Maklum di lantai itu saat ini sedang di rawat mantan Dubes RI untuk Malaysia Rusdihardjo. Sejak nama pria kelahiran Surakarta ini disebut KPK sebagai tersangka pungli di KBRI Malaysia dan akan ditahan, Kamis (3/1/2008), pihak keluarga memperketat tamu yang akan berkunjung ke kamar tempat Rusdihardjo dirawat.
Jangan heran ketika beberapa wartawan yang keluar dari lift di lantai 4, langsung mencegat dan menanyakan maksud kedatangan. Begitu tahu yang datang wartawan, tanpa berbicara panjang lebar, Satpam itu menyodorkan surat yang berisi " pasien menolak untuk menerima tamu ". Di bawah tulisan itu tertoreh tanda tangan Warsito Sanyoto SH dan Junimart Girsang SH, yang disebut sebagai pengacara Rusdihardjo.
Berulang kali satpam itu dibujuk. Tapi tetap saja ia menolak untuk mempersilakan."Saya takut Mas, nanti diomelin," begitu kata pria bertubuh sedang tersebut. Namun ketika satpam itu lengah, wartawan langsung menyelinap dan mencari kamar VIP bernomer 422, tempat mantan Kapolri era pemerintahan Presiden Gus Dur itu dirawat.
Ruangan itu berada di lorong di sebelah kiri dan berada di barisan kanan pojok dekat kaca. Di depan kamar Rusdihardjo tergantung papan bertuliskan "Pasien tidak menerima tamu siapapun" dengan warna merah. Di tengah pintu terdapat kaca berukuran 20x20 cm. Meski berukuran kecil, tapi dari kaca itu dapat melihat seisi ruangan tersebut.
Melalui kaca itu pula terlihat sebagian tubuh Rusdihardjo. Sebab sebagian yang lain tertutup tirai berwarna hijau yang membentuk huruf L. Di sana terlihat sosok tubuh Rusdihardjo yang tergolek lemah.
Tak lama berselang muncul Ami, putri sulung Rusdihardjo, menghampiri wartawan. "Maaf ya, ada keperluan apa?" kata Ami. Setelah itu Ami pun melarang wartawan untuk melihat dari dekat kondisi ayahnya.

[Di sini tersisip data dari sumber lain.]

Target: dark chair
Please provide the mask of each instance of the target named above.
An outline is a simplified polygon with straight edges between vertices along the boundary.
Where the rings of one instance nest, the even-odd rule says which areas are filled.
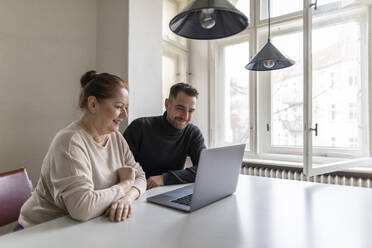
[[[18,220],[21,207],[31,192],[26,169],[0,173],[0,227]]]

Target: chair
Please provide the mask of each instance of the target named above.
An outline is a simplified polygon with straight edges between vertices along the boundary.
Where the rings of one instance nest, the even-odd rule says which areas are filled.
[[[31,192],[26,169],[0,173],[0,227],[18,220],[21,207]]]

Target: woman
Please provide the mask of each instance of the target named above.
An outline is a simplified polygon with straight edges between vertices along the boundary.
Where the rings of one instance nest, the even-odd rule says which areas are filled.
[[[118,131],[127,117],[127,84],[95,71],[85,73],[80,83],[84,114],[53,139],[16,229],[67,214],[86,221],[105,213],[111,221],[123,221],[146,190],[145,173]]]

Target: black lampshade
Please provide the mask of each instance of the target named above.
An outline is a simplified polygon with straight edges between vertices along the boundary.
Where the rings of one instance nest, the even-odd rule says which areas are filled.
[[[248,18],[227,0],[195,0],[169,23],[177,35],[198,40],[228,37],[247,26]]]
[[[293,60],[285,57],[269,39],[245,68],[252,71],[271,71],[294,65],[294,63]]]

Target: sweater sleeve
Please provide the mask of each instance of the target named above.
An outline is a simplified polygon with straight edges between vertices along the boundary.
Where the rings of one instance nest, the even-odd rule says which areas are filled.
[[[163,173],[163,180],[165,185],[195,182],[200,152],[205,149],[206,146],[204,144],[203,135],[200,132],[199,128],[197,128],[196,126],[194,128],[195,130],[191,134],[193,138],[191,140],[190,150],[188,152],[193,166],[182,170],[168,171],[166,173]]]
[[[136,179],[134,181],[134,187],[138,189],[140,195],[146,191],[146,176],[142,167],[137,163],[133,157],[131,150],[129,149],[128,143],[123,139],[123,150],[124,150],[124,164],[131,166],[137,170]]]
[[[97,217],[125,195],[118,185],[95,190],[89,159],[84,151],[58,152],[58,165],[51,169],[51,180],[56,201],[65,206],[73,219],[86,221]]]

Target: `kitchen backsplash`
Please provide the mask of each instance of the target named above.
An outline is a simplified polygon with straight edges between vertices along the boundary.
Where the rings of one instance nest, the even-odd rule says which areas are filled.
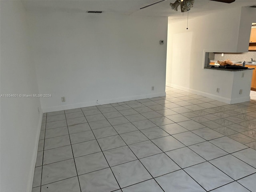
[[[222,60],[230,59],[233,61],[251,61],[251,58],[256,61],[256,52],[249,51],[247,53],[224,53],[221,56],[221,53],[215,53],[214,60]]]

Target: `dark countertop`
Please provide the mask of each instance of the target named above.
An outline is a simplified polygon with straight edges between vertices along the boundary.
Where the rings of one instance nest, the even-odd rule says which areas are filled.
[[[256,66],[255,67],[256,68]],[[205,69],[213,69],[214,70],[221,70],[222,71],[244,71],[245,70],[253,70],[254,68],[248,68],[248,69],[225,69],[225,68],[214,68],[211,67],[205,67]]]

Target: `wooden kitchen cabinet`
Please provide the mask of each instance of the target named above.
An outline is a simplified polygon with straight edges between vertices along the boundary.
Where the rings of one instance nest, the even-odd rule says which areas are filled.
[[[254,68],[252,72],[252,83],[251,84],[251,90],[256,91],[256,66],[245,65],[246,67],[250,68]]]
[[[251,36],[250,38],[250,43],[256,43],[256,28],[252,28]]]
[[[252,28],[249,43],[249,51],[256,51],[256,28]]]

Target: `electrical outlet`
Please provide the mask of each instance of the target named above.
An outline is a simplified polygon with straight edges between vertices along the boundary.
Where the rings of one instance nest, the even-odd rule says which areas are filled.
[[[243,90],[240,89],[240,91],[239,92],[239,94],[240,95],[243,94]]]

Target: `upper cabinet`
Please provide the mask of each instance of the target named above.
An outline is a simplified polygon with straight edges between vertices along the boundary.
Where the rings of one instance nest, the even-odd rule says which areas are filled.
[[[256,28],[252,28],[250,42],[256,43]]]
[[[256,28],[252,28],[248,50],[249,51],[256,51]]]

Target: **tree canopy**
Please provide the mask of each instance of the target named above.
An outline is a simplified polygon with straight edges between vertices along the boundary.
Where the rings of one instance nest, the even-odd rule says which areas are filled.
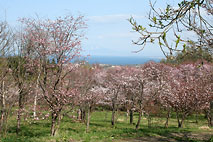
[[[140,34],[134,44],[142,46],[156,43],[167,58],[176,52],[187,54],[194,50],[213,53],[213,0],[182,0],[177,6],[167,4],[165,8],[156,8],[156,2],[150,0],[148,27],[137,23],[134,17],[129,19],[133,30]],[[139,52],[138,51],[138,52]]]

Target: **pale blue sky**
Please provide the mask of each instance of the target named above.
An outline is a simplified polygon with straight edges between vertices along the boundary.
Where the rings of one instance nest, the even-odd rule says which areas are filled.
[[[159,0],[160,3],[168,1]],[[0,7],[0,19],[6,16],[13,26],[17,25],[18,18],[36,17],[36,14],[40,18],[84,15],[88,19],[87,39],[83,42],[85,55],[163,57],[157,45],[132,53],[140,47],[132,44],[138,34],[132,32],[127,19],[133,16],[146,25],[148,0],[0,0]]]

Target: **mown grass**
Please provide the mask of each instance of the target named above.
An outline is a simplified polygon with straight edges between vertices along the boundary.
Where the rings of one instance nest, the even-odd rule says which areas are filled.
[[[135,130],[135,125],[130,125],[124,112],[117,114],[117,122],[113,127],[110,123],[111,112],[96,111],[92,113],[90,131],[85,132],[86,126],[84,123],[76,122],[68,117],[64,117],[60,128],[55,137],[50,136],[50,120],[40,120],[35,123],[22,121],[21,133],[17,136],[15,117],[9,120],[9,129],[6,136],[1,137],[1,142],[112,142],[122,141],[125,139],[135,139],[141,137],[156,137],[164,136],[166,138],[173,138],[176,141],[202,141],[199,138],[182,137],[172,134],[189,133],[207,133],[206,138],[210,141],[213,129],[201,129],[207,126],[204,116],[199,115],[198,123],[195,123],[194,116],[189,117],[184,122],[183,128],[177,128],[177,121],[171,118],[169,121],[169,128],[164,128],[165,118],[152,118],[152,127],[147,127],[147,120],[143,117],[139,130]],[[137,114],[134,116],[134,124],[137,121]],[[204,127],[205,128],[205,127]],[[212,137],[213,141],[213,137]]]

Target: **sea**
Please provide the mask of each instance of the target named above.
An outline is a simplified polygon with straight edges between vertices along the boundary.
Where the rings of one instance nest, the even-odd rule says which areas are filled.
[[[149,61],[160,62],[159,57],[138,57],[138,56],[89,56],[84,58],[89,64],[107,65],[140,65]]]

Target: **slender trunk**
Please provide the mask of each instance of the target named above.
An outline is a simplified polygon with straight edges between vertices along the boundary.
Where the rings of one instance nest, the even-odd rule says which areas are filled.
[[[52,112],[51,136],[55,136],[56,134],[58,115],[59,115],[58,113]]]
[[[88,107],[88,112],[87,112],[87,128],[86,128],[86,132],[89,132],[89,124],[90,124],[90,106]]]
[[[129,117],[130,117],[130,118],[129,118],[129,123],[130,123],[130,124],[133,124],[133,116],[134,116],[134,111],[131,109],[131,110],[130,110],[130,115],[129,115]]]
[[[178,128],[182,128],[183,127],[183,121],[185,119],[184,114],[182,114],[182,117],[180,118],[179,113],[177,113],[177,120],[178,120]]]
[[[210,102],[210,121],[209,126],[213,127],[213,101]]]
[[[138,130],[141,123],[142,110],[139,111],[138,122],[136,124],[135,129]]]
[[[37,93],[34,97],[34,106],[33,106],[33,118],[36,119],[36,107],[37,107]]]
[[[111,120],[112,126],[115,125],[115,103],[112,103],[112,120]]]
[[[41,73],[39,72],[39,75],[37,77],[37,80],[36,80],[36,94],[35,94],[35,97],[34,97],[34,106],[33,106],[33,118],[34,120],[36,119],[36,108],[37,108],[37,98],[38,98],[38,88],[39,88],[39,79],[40,79],[40,75]]]
[[[19,93],[19,101],[18,101],[18,112],[17,112],[17,127],[16,127],[16,134],[19,134],[20,132],[20,127],[21,127],[21,113],[23,110],[23,91]]]
[[[2,82],[1,90],[1,120],[0,120],[0,133],[4,131],[5,119],[6,119],[6,104],[5,104],[5,94],[4,94],[4,81]]]
[[[126,110],[126,120],[128,120],[129,112],[130,112],[129,109],[127,109],[127,110]]]
[[[195,114],[195,123],[198,124],[198,112],[196,111],[196,114]]]
[[[77,119],[78,119],[78,120],[81,120],[81,109],[78,109],[78,112],[77,112]]]
[[[151,128],[152,126],[152,117],[150,116],[150,114],[148,114],[148,128]]]
[[[170,110],[168,110],[167,115],[166,115],[166,122],[165,122],[165,128],[168,128],[169,126],[169,118],[170,118]]]
[[[81,121],[85,122],[86,120],[86,111],[84,109],[81,109]]]

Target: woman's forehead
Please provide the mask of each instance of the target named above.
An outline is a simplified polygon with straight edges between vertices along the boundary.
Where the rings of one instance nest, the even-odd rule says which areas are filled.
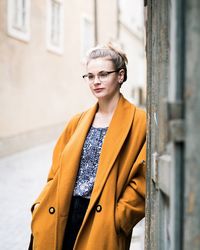
[[[87,70],[113,70],[113,62],[111,61],[111,58],[108,57],[99,57],[96,59],[91,59],[87,64]]]

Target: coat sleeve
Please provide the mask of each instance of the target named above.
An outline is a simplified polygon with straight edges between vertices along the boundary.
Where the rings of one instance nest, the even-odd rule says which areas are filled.
[[[81,116],[82,116],[82,114],[78,114],[78,115],[74,116],[70,120],[70,122],[68,123],[66,128],[64,129],[61,136],[59,137],[59,139],[55,145],[54,151],[53,151],[52,166],[51,166],[51,169],[50,169],[49,174],[48,174],[47,183],[46,183],[45,187],[43,188],[42,192],[40,193],[40,195],[38,196],[38,198],[33,203],[32,207],[31,207],[31,212],[33,212],[36,204],[40,204],[40,201],[42,200],[42,198],[45,196],[46,192],[48,191],[48,189],[52,183],[52,180],[54,179],[54,176],[56,175],[56,173],[60,167],[59,163],[60,163],[61,154],[62,154],[66,144],[70,140],[72,134],[74,133],[74,131],[78,125],[78,122],[81,119]]]
[[[133,164],[128,184],[116,206],[117,231],[129,235],[132,228],[144,217],[146,191],[146,143]]]

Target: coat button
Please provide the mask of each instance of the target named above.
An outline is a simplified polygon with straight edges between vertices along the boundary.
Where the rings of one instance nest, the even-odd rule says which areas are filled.
[[[96,206],[96,211],[99,213],[99,212],[101,212],[101,210],[102,210],[102,206],[101,205],[97,205]]]
[[[55,208],[54,208],[54,207],[50,207],[50,208],[49,208],[49,213],[50,213],[50,214],[54,214],[54,213],[55,213],[55,211],[56,211],[56,210],[55,210]]]

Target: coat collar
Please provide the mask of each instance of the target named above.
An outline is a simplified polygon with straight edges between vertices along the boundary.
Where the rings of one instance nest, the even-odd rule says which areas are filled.
[[[97,108],[98,104],[83,114],[73,136],[64,149],[63,158],[61,160],[61,175],[59,181],[59,188],[65,190],[65,195],[59,197],[59,207],[63,210],[60,211],[61,214],[67,213],[66,204],[70,202],[69,199],[71,199],[71,194],[73,192],[83,144],[97,112]],[[135,106],[129,103],[123,95],[120,95],[120,99],[104,138],[95,185],[87,214],[89,214],[102,191],[107,176],[112,169],[113,163],[116,160],[128,135],[134,119],[134,114]],[[87,214],[85,217],[87,217]]]
[[[107,176],[130,131],[134,114],[135,106],[121,95],[104,138],[90,207],[94,205],[103,189]]]

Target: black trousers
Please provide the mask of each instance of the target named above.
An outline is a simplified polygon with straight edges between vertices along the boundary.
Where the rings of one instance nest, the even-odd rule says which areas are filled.
[[[80,196],[72,197],[62,250],[73,250],[89,201]]]

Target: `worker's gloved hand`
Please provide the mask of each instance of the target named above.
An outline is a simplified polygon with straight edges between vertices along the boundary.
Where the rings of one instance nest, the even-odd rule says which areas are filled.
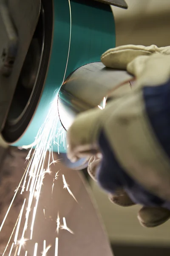
[[[97,181],[96,173],[101,161],[101,157],[93,156],[89,161],[88,171],[95,181]],[[112,203],[119,206],[127,207],[135,204],[126,191],[122,189],[118,189],[114,195],[110,194],[108,198]],[[170,211],[162,207],[143,207],[139,212],[137,217],[142,226],[153,227],[168,220],[170,218]]]
[[[126,93],[122,87],[117,89],[121,93],[113,90],[105,109],[79,115],[68,133],[68,157],[76,160],[102,152],[95,172],[98,182],[117,204],[144,206],[139,218],[147,227],[170,217],[168,51],[125,46],[105,53],[103,63],[127,67],[136,79],[135,86]]]

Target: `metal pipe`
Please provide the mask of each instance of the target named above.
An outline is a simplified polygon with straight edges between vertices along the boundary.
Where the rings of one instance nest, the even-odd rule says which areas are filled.
[[[97,106],[115,86],[132,78],[126,71],[106,68],[102,62],[76,70],[65,81],[59,93],[59,114],[64,128],[69,128],[78,114]]]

"Bukannya saya tidak mengijinkan untuk mewawancarai bapak, tapi tolonglah beliau sedang istirahat karena kesehatannya sedang terganggu," kata Ami. Namun perempuan berambut pendek sebahu dan berkacamata ini memperbolehkan wartawan untuk sekedar melihat keadaan bapaknya yang sedang tidur.
Di sekeliling tempat tidur Rusdihardjo terlihat banyak kantung plastik untuk menampung air seni yang dikeluarkan melalui selang cateter. Selang cateter sebesar jari kelingking ini dipasang di alat vitalnya Rusdiharjo untuk membantu pembuangan air seni. Di tangannya juga terdapat selang infus.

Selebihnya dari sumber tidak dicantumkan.